Processo con il rito «immediato» che salta l’udenza preliminare e va dritto in tribunale con i tre commercialisti vicini alla Lega di Matteo Salvini agli arresti domiciliari. In Procura a Milano si ragiona su questa ipotesi mentre si preparano gli interrogatori di martedì degli arrestati nell’inchiesta sulla vendita alla Fondazione Lombardia film commission di un immobile a Cormano per 800 mila euro finiti quasi interamente nelle tasche die tre principali indagati. Il rito «immediato» prevede che la prova del reato sia evidente.

Nelle mani dei pm Eugenio Fusco e Stefano Civardi c’è una mole impressionate di documenti, migliaia di pagine depositate dopo che la Guardia di Finanza di Milano ha notificato i domiciliari ad Alberto Di Rubba, direttore amministrativo della Lega al Senato, Andrea Manzoni, revisore contabile per il Carroccio alla Camera, e al loro collega Michele Scillieri, nel cui studio milanese nel 2017 era domiciliata la «Lega per Salvini premier» Sarebbe un «immediato cautelare» che i pm dovrebbero chiedere entro 6 mesi dagli arresti in cui gli imputati restano in stato di detenzione. Se condannati, rischiano una pena molto pesante vista l’accusa di peculato, turbata libertà nella scelta del contraente e atti fraudolenti per sottrarre imposte al fisco.

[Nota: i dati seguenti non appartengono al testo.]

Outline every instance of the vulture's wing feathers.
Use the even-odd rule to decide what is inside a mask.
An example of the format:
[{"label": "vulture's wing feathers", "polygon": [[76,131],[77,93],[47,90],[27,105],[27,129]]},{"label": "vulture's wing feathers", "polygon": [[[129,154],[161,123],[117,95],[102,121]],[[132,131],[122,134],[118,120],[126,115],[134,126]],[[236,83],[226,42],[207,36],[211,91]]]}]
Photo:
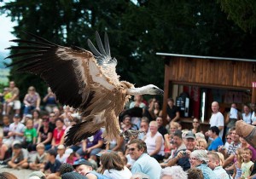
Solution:
[{"label": "vulture's wing feathers", "polygon": [[[17,72],[29,72],[39,75],[63,105],[75,108],[87,107],[96,92],[90,88],[91,82],[88,80],[88,76],[93,76],[92,80],[102,87],[113,88],[108,83],[109,78],[102,72],[102,67],[96,64],[90,51],[77,47],[60,46],[36,35],[26,34],[34,40],[12,40],[26,46],[8,48],[22,52],[19,51],[6,58],[19,57],[19,61],[11,66],[22,64]],[[84,64],[89,64],[92,73],[85,72],[87,69],[84,69]]]}]

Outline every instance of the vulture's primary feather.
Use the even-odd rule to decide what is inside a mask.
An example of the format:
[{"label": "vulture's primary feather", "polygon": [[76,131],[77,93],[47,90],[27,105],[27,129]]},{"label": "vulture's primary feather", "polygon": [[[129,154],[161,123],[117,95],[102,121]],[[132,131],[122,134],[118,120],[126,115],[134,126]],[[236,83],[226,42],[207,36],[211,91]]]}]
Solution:
[{"label": "vulture's primary feather", "polygon": [[134,88],[129,82],[119,81],[115,70],[117,61],[111,57],[107,33],[103,46],[96,32],[98,49],[88,40],[91,52],[79,47],[63,47],[26,34],[32,40],[12,40],[19,46],[8,48],[26,51],[6,58],[19,57],[11,65],[21,65],[18,72],[39,75],[61,104],[79,110],[82,122],[68,130],[65,138],[67,146],[86,139],[102,127],[106,128],[108,139],[117,138],[123,134],[118,116],[131,95],[163,94],[153,84]]}]

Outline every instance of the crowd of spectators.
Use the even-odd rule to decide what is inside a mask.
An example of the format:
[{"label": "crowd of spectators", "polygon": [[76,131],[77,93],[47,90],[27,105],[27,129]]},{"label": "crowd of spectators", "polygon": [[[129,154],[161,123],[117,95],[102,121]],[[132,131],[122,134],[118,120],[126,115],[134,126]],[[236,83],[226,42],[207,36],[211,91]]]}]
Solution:
[{"label": "crowd of spectators", "polygon": [[240,113],[231,104],[224,118],[213,101],[210,127],[204,133],[196,118],[189,129],[182,129],[172,99],[168,99],[164,125],[160,103],[137,95],[120,114],[119,124],[123,130],[143,131],[137,139],[119,136],[105,142],[108,134],[102,128],[65,146],[65,135],[80,122],[79,113],[58,104],[50,89],[47,93],[42,103],[31,86],[21,103],[15,82],[4,89],[1,165],[43,172],[38,178],[256,178],[256,149],[236,134],[235,127],[237,120],[256,124],[253,105],[245,105]]}]

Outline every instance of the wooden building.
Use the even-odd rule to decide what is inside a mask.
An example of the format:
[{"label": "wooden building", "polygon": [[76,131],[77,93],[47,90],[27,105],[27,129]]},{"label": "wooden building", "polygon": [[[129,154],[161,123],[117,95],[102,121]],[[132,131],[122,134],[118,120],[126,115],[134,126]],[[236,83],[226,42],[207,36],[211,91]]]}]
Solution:
[{"label": "wooden building", "polygon": [[[182,124],[192,127],[192,118],[207,124],[211,104],[218,101],[224,114],[236,102],[255,103],[256,60],[157,53],[165,59],[164,117],[167,98],[182,108]],[[255,82],[255,85],[254,85]],[[253,88],[253,87],[254,88]],[[189,107],[183,107],[186,101]],[[177,105],[178,104],[178,105]]]}]

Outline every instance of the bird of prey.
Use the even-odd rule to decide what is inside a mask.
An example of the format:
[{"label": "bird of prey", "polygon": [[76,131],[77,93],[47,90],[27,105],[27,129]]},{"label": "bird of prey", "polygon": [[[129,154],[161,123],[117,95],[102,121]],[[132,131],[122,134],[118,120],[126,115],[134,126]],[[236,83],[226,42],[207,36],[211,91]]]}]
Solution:
[{"label": "bird of prey", "polygon": [[10,65],[21,65],[18,72],[40,76],[61,104],[79,110],[82,122],[68,130],[65,136],[67,146],[93,136],[102,127],[106,128],[108,139],[117,139],[123,134],[118,117],[131,95],[163,95],[163,90],[153,84],[135,88],[129,82],[119,80],[115,69],[117,60],[111,57],[106,32],[103,46],[96,32],[98,49],[88,40],[91,51],[61,46],[26,34],[31,39],[11,40],[19,45],[7,49],[20,51],[6,58],[18,57],[19,61]]}]

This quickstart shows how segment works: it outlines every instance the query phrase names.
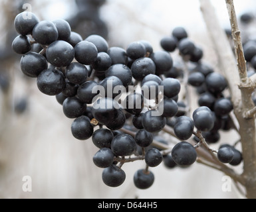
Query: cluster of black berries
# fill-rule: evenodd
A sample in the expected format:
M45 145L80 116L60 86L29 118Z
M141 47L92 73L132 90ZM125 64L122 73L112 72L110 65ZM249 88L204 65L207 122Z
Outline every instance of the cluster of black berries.
M124 49L109 47L99 35L83 40L71 31L66 21L39 21L31 13L19 14L15 26L20 35L13 48L23 54L22 72L37 78L42 93L56 95L64 114L74 119L71 132L76 138L92 138L100 148L93 162L104 168L102 180L107 186L116 187L124 182L122 166L128 162L145 160L146 168L137 171L134 178L140 189L152 185L154 177L148 168L163 160L169 168L193 164L197 159L195 147L186 140L194 127L207 138L207 133L217 133L222 126L219 121L227 119L232 110L231 101L221 93L227 87L225 78L205 69L200 62L202 50L182 27L161 40L164 50L154 52L145 40ZM205 88L193 119L180 111L178 77L182 73L174 66L170 55L176 50L197 64L190 73L189 83ZM174 130L181 142L172 154L165 155L154 147L154 139L172 119L175 119ZM227 162L223 160L227 156L231 159L228 162L233 161L233 147L225 146L219 152L221 161Z

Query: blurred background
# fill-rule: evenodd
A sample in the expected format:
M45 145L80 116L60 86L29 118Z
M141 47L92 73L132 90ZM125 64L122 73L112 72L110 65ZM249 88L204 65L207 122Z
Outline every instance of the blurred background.
M239 17L251 14L249 23L240 23L243 38L253 36L256 1L236 0ZM229 29L225 1L214 0L223 29ZM204 50L204 60L217 66L197 0L1 0L0 34L0 198L240 198L235 187L221 189L223 174L199 164L168 170L163 164L152 169L155 183L148 190L133 185L133 175L144 167L125 164L125 183L106 186L102 170L92 162L97 149L90 140L81 142L71 134L72 120L64 117L55 97L38 90L36 80L21 73L21 56L11 49L17 36L13 20L32 6L39 19L64 19L83 38L98 34L110 46L126 48L129 43L146 40L154 50L160 39L176 26L185 27L190 37ZM233 143L234 132L223 132L221 141ZM241 172L241 167L237 167ZM24 192L23 178L32 179L32 191Z

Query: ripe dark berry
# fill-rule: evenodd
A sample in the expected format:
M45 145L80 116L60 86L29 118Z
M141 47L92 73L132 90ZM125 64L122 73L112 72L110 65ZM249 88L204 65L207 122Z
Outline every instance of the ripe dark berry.
M80 85L86 81L88 70L84 65L72 62L66 67L65 76L70 82Z
M234 152L231 148L221 147L219 149L217 157L221 162L223 164L229 164L234 158Z
M93 132L92 140L94 144L99 148L110 148L113 138L114 135L111 131L107 129L99 129Z
M142 86L144 85L144 83L149 81L156 81L159 85L162 83L162 80L160 77L155 74L149 74L145 76L145 78L143 79L142 81Z
M39 22L36 15L31 12L18 14L14 21L16 31L21 35L31 34L35 26Z
M134 176L134 185L140 189L146 189L150 187L154 184L154 179L152 172L144 170L138 170Z
M29 38L27 36L19 35L14 39L12 44L13 50L19 54L24 54L31 50Z
M99 52L92 67L98 72L104 72L111 65L112 60L109 55L106 52Z
M143 115L144 115L144 113L140 113L140 115L134 115L134 117L132 118L132 124L138 129L144 129L142 125Z
M194 43L189 38L184 38L181 40L178 44L180 52L184 55L193 55L195 51L195 46Z
M90 42L83 40L74 46L74 58L82 64L91 65L97 60L97 48Z
M74 48L78 42L82 41L82 38L78 33L71 32L70 36L66 41Z
M149 111L142 117L142 126L150 132L161 131L166 125L166 118L160 116L158 111Z
M86 116L76 118L71 125L72 134L78 140L87 140L93 133L93 127L90 123L90 119Z
M117 131L122 129L126 123L126 119L124 112L119 109L118 111L118 115L115 120L106 125L106 127L112 131Z
M103 182L110 187L118 187L121 186L125 179L125 172L116 165L112 165L105 168L102 172Z
M135 148L135 140L128 134L122 133L115 136L111 142L111 150L119 156L131 155Z
M112 65L127 64L128 56L124 49L120 47L114 46L110 48L107 53L111 58Z
M219 99L214 105L214 112L219 117L228 115L232 110L233 104L229 99Z
M113 76L121 80L124 87L129 85L132 80L132 71L123 64L115 64L108 68L106 72L106 77Z
M48 63L47 60L39 54L29 52L21 58L21 71L28 77L37 78L41 72L47 69L47 68Z
M95 81L87 81L81 84L77 90L77 98L82 102L86 104L93 103L93 99L98 94L93 93L92 89L98 84Z
M139 115L144 108L144 97L142 94L133 93L124 100L124 109L132 115Z
M103 148L99 150L93 156L93 162L99 168L108 168L114 162L114 153L110 148Z
M177 119L174 126L174 132L180 139L186 140L192 136L193 128L193 120L183 116Z
M172 156L178 165L188 166L195 162L197 154L191 144L187 142L181 142L172 149Z
M164 164L168 168L174 168L177 166L177 164L172 158L172 154L169 154L164 156Z
M163 116L170 118L174 117L178 111L176 102L171 99L164 99L164 113Z
M34 27L32 36L38 43L48 46L57 40L59 33L53 22L42 21Z
M156 167L163 161L163 156L156 148L148 150L145 154L145 162L150 167Z
M108 50L108 44L106 40L101 36L92 34L87 37L85 40L93 43L97 48L98 52L107 52Z
M168 98L172 98L179 94L181 85L180 81L174 78L164 80L161 85L164 86L164 94Z
M199 72L192 73L188 77L188 83L194 87L201 86L205 80L204 75Z
M227 87L225 78L218 73L209 74L205 80L207 89L213 93L219 93Z
M164 74L172 68L173 60L167 52L155 52L151 54L150 58L155 63L156 75Z
M63 112L69 119L82 115L86 110L86 105L80 102L76 97L68 97L63 102Z
M153 142L153 135L144 129L138 131L135 135L135 142L141 147L148 147Z
M184 27L176 27L172 32L172 34L178 40L188 38L188 32Z
M47 69L40 73L37 78L37 87L43 93L56 95L66 86L63 74L56 70Z
M118 115L119 104L110 98L101 98L93 104L92 115L102 125L113 122Z
M71 34L71 28L69 23L63 19L57 19L53 21L57 28L58 40L68 40Z
M129 58L132 60L136 60L145 56L146 53L146 48L140 42L132 42L128 46L126 53Z
M195 127L200 131L210 131L214 127L214 117L207 107L200 107L193 113Z
M149 58L139 58L134 62L131 68L135 80L142 81L149 74L155 74L156 65Z
M176 50L178 41L178 39L174 36L164 37L162 38L160 44L164 50L172 52Z
M74 48L66 41L57 40L48 46L47 60L56 67L68 66L74 59Z

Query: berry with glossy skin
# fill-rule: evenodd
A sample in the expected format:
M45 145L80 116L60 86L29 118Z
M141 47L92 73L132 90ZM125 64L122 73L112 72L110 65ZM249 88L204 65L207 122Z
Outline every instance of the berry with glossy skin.
M56 99L58 101L58 103L63 105L64 101L67 98L66 96L65 96L63 93L60 93L56 95Z
M71 28L69 23L63 19L57 19L53 21L57 28L58 40L68 40L71 34Z
M138 81L142 81L149 74L155 74L156 65L149 58L141 58L134 62L131 68L132 76Z
M135 140L128 134L122 133L116 135L111 142L111 150L119 156L131 155L135 149Z
M112 64L124 64L126 65L128 62L128 56L126 51L120 47L110 47L108 52L108 54L110 56Z
M176 37L179 41L183 38L188 38L188 32L184 27L178 26L174 28L172 32L172 36Z
M166 118L160 116L158 111L149 111L142 117L142 126L150 132L161 131L166 125Z
M162 80L160 77L155 74L149 74L145 76L142 81L142 86L144 85L144 83L149 81L154 81L160 85L162 83Z
M229 147L221 147L217 153L219 160L223 164L230 163L234 158L234 152Z
M110 98L101 98L93 104L92 113L100 123L106 125L114 121L118 115L119 104Z
M98 34L92 34L87 37L85 40L93 43L97 48L98 52L108 52L108 44L101 36Z
M31 45L27 36L19 35L17 36L11 46L13 50L19 54L26 54L31 50Z
M142 43L134 42L128 46L126 53L129 58L136 60L145 56L146 53L146 48Z
M31 34L35 26L39 23L37 16L31 12L18 14L14 21L16 31L21 35Z
M180 52L184 56L193 55L195 49L194 43L189 38L184 38L181 40L178 47Z
M134 185L140 189L146 189L150 187L153 185L154 180L153 173L144 170L138 170L134 176Z
M84 65L78 62L72 62L66 67L65 75L70 82L80 85L86 81L88 72Z
M161 85L164 86L164 95L168 98L172 98L178 95L181 89L180 81L174 78L164 80Z
M90 138L93 133L93 127L90 119L86 116L76 118L71 125L72 134L78 140L84 140Z
M123 84L120 79L112 76L104 79L100 85L104 89L104 93L101 93L102 97L114 99L116 97L123 89Z
M66 86L63 74L56 69L47 69L41 72L37 83L39 89L49 95L60 93Z
M190 117L180 117L174 126L175 134L181 140L188 140L192 136L194 127L193 121Z
M78 85L73 84L68 81L66 81L66 86L63 89L63 93L67 97L74 97L76 95Z
M213 109L215 101L215 97L211 93L205 92L199 96L198 105L200 107L205 106Z
M56 67L68 66L74 59L74 48L66 41L57 40L48 46L47 60Z
M178 111L177 103L171 99L164 99L164 113L163 116L167 118L174 117Z
M98 94L92 92L94 87L98 84L95 81L87 81L81 84L77 90L77 98L82 102L86 104L92 103L93 99Z
M106 125L106 127L112 131L117 131L122 129L126 123L126 119L124 112L119 109L118 111L118 115L115 120L110 123Z
M82 115L86 110L86 105L80 102L76 97L68 97L63 102L63 112L69 119Z
M181 142L172 149L172 156L178 165L188 166L195 162L197 154L191 144L187 142Z
M134 140L140 146L148 147L153 142L153 135L145 129L142 129L136 132Z
M213 93L221 93L227 87L225 78L216 72L209 74L206 77L205 83L209 91Z
M156 75L164 74L172 68L173 60L167 52L155 52L150 55L150 58L155 63Z
M132 124L138 129L144 129L142 125L142 117L144 113L140 113L140 115L134 115L132 118Z
M32 36L38 43L48 46L58 40L59 32L53 22L42 21L34 27Z
M221 117L228 115L232 110L233 104L229 99L219 99L214 105L214 112L217 116Z
M106 52L99 52L92 67L98 72L104 72L111 65L112 60L109 55Z
M96 166L105 168L112 164L114 157L114 153L110 148L103 148L95 154L92 160Z
M124 100L124 109L132 115L139 115L144 108L144 97L138 93L128 95Z
M164 156L163 158L164 158L164 164L166 168L172 169L177 166L177 164L175 162L175 161L172 158L171 154Z
M199 72L193 72L188 76L188 83L194 87L201 86L205 81L205 78Z
M210 131L214 127L214 117L207 107L200 107L193 113L195 127L200 131Z
M156 167L163 161L163 156L156 148L148 150L145 154L146 164L150 167Z
M160 44L164 50L172 52L177 47L178 41L178 39L174 36L164 37L162 38Z
M21 60L23 73L30 78L37 78L43 70L47 69L48 63L45 58L35 52L28 52Z
M82 64L91 65L97 60L97 48L90 42L83 40L74 46L74 58Z
M82 41L82 38L78 33L71 32L70 36L66 41L74 48L78 42Z
M102 172L103 182L110 187L118 187L121 186L125 179L125 172L116 165L112 165L105 168Z
M107 129L99 129L92 134L92 142L98 148L111 147L113 133Z
M124 87L128 86L132 80L130 69L124 64L115 64L110 66L106 72L106 77L116 76L121 80Z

Le indagini proseguirebbero per i rimanenti indagati (sono 9 in tutto) e per il filone milanese sui 49 milioni di fondi elettorali del Carroccio spariti ai quali sta dando la caccia anche la Procura di Genova. Per discutere di questo, nei prossimi giorni i pm incontreranno i colleghi liguri a Milano.

L’indagine riguarda gli 800 mila euro sborsati da Flc per la sede di Cormano che finiscono nelle tasche dei tre commercialisti, in gran parte in quelle di Di Rubba e Manzoni che li usano anche per acquistare una villa a testa sul lago di Garda.